Q: Pensez-vous qu’il le fera étant donné que cela risque de le mettre à mal vis-à-vis de son partenaire, le ML, d’autant que celui-ci a déjà défendu la présidente?

Soit Pravind Jugnauth s’aime lui-même d’abord, soit il aime Ivan Collendavelloo plus que lui-même. Il doit prendre en considération son avenir politique. Pourra-t-il traîner Ivan Collendavelloo et cette présidente jusqu’aux prochaines élections? N’est-ce pas un embarras non seulement pour le pays mais pour toute la nation alors qu’on célèbre le 50ème anniversaire de notre indépendance. Comme l’a dit Showkutally Soodhun, chacun doit assumer sa responsabilité dans cette affaire. D’ailleurs, L’express assume entièrement la sienne.

Q: La déclaration de Showkutally Soodhun vous surprend-il?

C’est assez intéressante sa sortie virulente contre Mme. la présidente. Showkutally Soodhun aurait-il fait cela si le MSM voulait protéger Ameenah Gurib-Fakim? Je ne le crois pas.

Q: Cette affaire ne risque-t-elle pas d’entacher les célébrations du 50ème anniversaire?

Certainement! Elle tombe au mauvais moment surtout avec l’arrivée du président indien à Maurice. D’autant plus qu’il sera accompagné d’une armada de journalistes indiens. Et on sait que ces derniers sont très friands de ce genre de sujets et ils seront plus critiques que les journalistes mauriciens. Il y aura donc beaucoup de pression. Est-ce qu’on pourra le digérer. On le saura très bientôt.

Q: Changeons de registre. Comment le paysage médiatique mauricien a-t-il évolué durant ces cinquante dernières années?

C’est assez intéressant. En 1968, la radio et la télévision résidaient entre les mains du gouvernement. Aujourd’hui, bon gré mal gré, on a les radios libres depuis 2002. Et là on voit que l’Independent Broadcasting Authority (IBA) veut allouer trois autres licences de radios. Il serait intéressant de savoir qui les décrocheront. Est-ce que ce sont des proches des partis politiques qui l’auront? Ceci dit, on note avec regret que cinquante ans après l’indépendance, la MBC est toujours contrôlée par le gouvernement. Il suffit que vous regardiez le JT de la MBC pour trouver ce défilé de ministres et de propagande gouvernementale. Je souhaite que les ondes l’audiovisuelles soient libérées totalement. On a eu une libéralisation partielle avec les radios privées. Il faut qu’il y ait maintenant la télévision privée, comme dans toutes les démocraties. Il faut qu’il y ait la ‘Freedom of Information Act‘. Il faut que la présidence du Media Trust soit revue. Demander à un ancien cadre du Government Information Service (GIS), c’est de transformer les journalistes en de simples communicants. Et vous savez vous-même combien de journalistes complaisants ou de communicants il y en a déjà dans la presse!

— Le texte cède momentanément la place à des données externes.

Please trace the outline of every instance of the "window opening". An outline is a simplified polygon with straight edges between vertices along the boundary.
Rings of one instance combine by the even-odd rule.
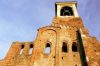
[[[62,9],[60,11],[60,15],[61,16],[72,16],[73,15],[73,10],[69,6],[64,6],[64,7],[62,7]]]
[[[23,49],[24,49],[24,45],[21,45],[21,51],[20,51],[20,54],[23,53]]]
[[[73,44],[72,44],[72,51],[73,52],[77,52],[78,51],[76,42],[73,42]]]
[[[63,46],[62,46],[62,52],[67,52],[67,44],[65,42],[63,42]]]
[[[33,44],[30,44],[29,54],[32,54],[32,51],[33,51]]]
[[[45,47],[45,54],[49,54],[49,53],[50,53],[50,43],[47,43]]]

Q: Peut-on s’attendre à ce que la situation évolue maintenant qu’il y a un ancien rédacteur en chef de l’express qui a été nommé au PMO?

Question piège! Je lui souhaite bonne chance dans cette carrière. Il a franchi le rubicon. On le verra dans son nouveau rôle. J’espère que l’expérience qu’il a eue en journalisme lui apportera un plus dans sa carrière de communication. Mais là, c’est assez challenging avec la récente crise concernant la carte platinum. Ce n’est pas évident d’opérer dans une telle situation. On verra bien.

Q: Un vœu à l’occasion du 50ème anniversaire de l’indépendance ?

Mon vœu, c’est qu’il y ait moins de lobbies sectaires et que la méritocratie prime. Un Mauricien, peu importe ses origines, doit pouvoir accéder à des postes de responsabilités sur la base de ses mérites. C’est ce qu’on appelle le mauricianisme.